What Richard Cohen Omits

by Andrew

He writes a column on torture that makes wringing one's hands look decisive. He tells us he has an abhorrence of torture and yet describes the torture of Khaled Sheikh Mohammed as merely a "quite brutal interrogation." See the sleight of hand? The minute you use the English language in defense of torture, you  disgust yourself. Language matters, as Orwell understood. It is the first thing to be dispensed with in the defense of the indefensible. And so Richard Cohen found himself unable to write the sentence:

No one can possibly believe that America is now safer because of the new restrictions on torture and the subsequent appointment of a special prosecutor into war crimes.

Actually, I can. I think the intelligence we now get will be much more reliable; I believe that torture recruited thousands of Jihadists; I believe holding torturers accountable will help restore our alliances and give moral integrity back to the war on terror; I believe that without torture, we may actually be able to bring terrorists to justice; and that restoring America's moral standing will make the war of ideas against Jihadism more winnable and therefore the West less vulnerable than it is now.

Cohen is right that this should not be a partisan matter, as Cheney has so shrewdly made it, turning the Republicans into the party of torture, and prepping to blame Obama for the next terror attack, which is inevitable. But he is wrong that torture is complicated. It isn't. It was never complicated before Bush and Cheney instituted it. It was once an exceptional, once-in-a-lifetime, ticking bomb extra-legal necessity. Now it is legitimate according to Charles Krauthammer, the chief intellectual architect of the torture regime, if it saves merely one life.
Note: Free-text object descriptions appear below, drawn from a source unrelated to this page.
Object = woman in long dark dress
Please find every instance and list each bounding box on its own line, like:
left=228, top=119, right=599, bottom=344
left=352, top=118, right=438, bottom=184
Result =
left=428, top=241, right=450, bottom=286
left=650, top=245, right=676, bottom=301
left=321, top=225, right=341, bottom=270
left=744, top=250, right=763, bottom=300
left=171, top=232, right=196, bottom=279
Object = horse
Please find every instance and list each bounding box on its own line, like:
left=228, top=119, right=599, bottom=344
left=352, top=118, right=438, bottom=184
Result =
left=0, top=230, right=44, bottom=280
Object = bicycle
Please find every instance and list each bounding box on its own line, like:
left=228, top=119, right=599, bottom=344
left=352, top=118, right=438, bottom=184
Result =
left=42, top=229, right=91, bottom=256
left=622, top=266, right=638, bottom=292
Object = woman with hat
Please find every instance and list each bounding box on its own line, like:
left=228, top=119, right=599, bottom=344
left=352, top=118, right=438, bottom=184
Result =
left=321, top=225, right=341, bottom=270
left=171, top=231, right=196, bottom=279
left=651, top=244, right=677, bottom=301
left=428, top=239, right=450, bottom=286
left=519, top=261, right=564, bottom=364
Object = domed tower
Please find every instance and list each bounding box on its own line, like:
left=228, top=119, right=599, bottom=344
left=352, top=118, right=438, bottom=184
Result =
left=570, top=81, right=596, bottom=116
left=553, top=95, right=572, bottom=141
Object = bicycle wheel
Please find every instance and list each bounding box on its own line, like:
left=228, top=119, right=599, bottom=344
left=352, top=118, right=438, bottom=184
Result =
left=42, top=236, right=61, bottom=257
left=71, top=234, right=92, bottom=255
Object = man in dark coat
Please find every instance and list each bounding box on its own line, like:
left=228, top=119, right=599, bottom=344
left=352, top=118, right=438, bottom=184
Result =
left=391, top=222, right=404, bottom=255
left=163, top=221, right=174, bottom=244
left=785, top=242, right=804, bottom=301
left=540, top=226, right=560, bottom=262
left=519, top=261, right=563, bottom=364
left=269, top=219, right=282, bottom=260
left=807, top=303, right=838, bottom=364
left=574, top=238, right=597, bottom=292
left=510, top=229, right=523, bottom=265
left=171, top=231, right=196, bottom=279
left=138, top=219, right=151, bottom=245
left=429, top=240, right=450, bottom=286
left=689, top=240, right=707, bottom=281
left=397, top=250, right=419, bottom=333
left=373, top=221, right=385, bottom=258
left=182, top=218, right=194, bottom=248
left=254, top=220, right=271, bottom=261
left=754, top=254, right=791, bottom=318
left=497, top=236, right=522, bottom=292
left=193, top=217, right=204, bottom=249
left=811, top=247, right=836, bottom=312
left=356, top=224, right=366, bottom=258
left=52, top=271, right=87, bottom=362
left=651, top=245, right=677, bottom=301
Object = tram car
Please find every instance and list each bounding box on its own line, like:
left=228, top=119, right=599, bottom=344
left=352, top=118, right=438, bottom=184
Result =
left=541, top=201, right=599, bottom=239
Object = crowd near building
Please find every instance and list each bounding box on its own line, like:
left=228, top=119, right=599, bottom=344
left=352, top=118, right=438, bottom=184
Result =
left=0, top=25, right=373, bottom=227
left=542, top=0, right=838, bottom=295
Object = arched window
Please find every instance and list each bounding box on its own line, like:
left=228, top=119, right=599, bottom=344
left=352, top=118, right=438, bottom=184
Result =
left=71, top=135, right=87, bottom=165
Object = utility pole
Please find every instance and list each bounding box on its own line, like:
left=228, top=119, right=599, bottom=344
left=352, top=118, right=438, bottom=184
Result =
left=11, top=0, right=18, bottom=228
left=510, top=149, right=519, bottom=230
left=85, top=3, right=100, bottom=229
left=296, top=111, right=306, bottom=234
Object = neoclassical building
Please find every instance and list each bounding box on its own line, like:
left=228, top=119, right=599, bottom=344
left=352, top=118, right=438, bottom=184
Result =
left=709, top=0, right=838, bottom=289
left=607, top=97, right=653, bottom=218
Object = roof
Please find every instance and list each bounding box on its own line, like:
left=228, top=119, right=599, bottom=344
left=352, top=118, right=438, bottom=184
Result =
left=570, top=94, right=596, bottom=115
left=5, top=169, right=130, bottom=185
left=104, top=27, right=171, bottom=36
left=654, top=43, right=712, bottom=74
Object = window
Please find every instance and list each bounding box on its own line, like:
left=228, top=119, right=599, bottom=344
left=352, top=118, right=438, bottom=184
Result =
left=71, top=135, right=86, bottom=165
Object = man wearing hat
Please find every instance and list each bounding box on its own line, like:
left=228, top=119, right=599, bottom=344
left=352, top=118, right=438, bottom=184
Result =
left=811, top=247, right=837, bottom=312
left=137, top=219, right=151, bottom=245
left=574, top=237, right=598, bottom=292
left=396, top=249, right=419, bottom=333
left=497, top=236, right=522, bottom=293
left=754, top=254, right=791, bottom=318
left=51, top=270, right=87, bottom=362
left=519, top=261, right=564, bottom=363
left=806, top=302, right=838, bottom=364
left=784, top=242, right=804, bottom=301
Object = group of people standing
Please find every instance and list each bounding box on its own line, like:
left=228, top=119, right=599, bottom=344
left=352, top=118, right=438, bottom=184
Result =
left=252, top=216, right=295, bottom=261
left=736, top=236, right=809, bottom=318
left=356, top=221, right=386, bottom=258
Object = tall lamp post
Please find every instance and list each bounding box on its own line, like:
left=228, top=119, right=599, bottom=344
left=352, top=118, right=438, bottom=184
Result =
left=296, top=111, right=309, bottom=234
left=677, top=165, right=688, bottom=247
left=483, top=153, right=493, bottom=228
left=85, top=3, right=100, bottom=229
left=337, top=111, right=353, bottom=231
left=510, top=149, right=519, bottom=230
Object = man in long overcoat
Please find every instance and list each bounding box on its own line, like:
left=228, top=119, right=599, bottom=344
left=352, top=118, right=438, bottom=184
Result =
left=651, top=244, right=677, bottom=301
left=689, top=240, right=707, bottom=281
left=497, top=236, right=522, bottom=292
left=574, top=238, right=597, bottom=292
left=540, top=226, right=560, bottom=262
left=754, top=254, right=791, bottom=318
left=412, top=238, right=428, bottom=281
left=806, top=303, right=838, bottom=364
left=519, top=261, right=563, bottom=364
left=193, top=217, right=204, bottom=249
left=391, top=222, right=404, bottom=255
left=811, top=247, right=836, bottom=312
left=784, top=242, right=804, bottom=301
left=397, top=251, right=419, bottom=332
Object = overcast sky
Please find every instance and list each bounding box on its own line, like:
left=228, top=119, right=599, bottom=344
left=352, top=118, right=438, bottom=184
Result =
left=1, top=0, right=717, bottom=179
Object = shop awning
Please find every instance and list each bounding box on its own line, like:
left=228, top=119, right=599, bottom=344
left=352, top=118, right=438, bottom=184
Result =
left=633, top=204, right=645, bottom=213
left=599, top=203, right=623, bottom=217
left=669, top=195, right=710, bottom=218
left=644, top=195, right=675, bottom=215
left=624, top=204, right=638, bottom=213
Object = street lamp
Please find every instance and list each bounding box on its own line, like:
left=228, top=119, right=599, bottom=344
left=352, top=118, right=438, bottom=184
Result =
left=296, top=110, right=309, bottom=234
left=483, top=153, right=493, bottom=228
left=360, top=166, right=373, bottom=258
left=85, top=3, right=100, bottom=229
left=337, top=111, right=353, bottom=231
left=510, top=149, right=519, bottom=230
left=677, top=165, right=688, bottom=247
We also know that even if you believe that torture worked in prying some good information and much bad information out of KSM, the threats were not in any way imminent, they certainly never made it to the WMD threshhold, and were only in the planning stages and KSM believed they would be foiled by new security procedures. So why did we torture him?

One more point that Cohen simply ignores. Torture is illegal. It is a war crime. You cannot get to the point of debating its pros and cons until you have changed the law, removed the US from Geneva and the UN Convention on Torture and placed the US legally on the same ground as the enemy. That's the only legal way to do it - by repealing the laws against it. But the laws were not repealed; they were secretly broken; and those who broke the law, the former president and vice-president chief among them, are above the law in Washington.

That's all; and that's everything, isn't it?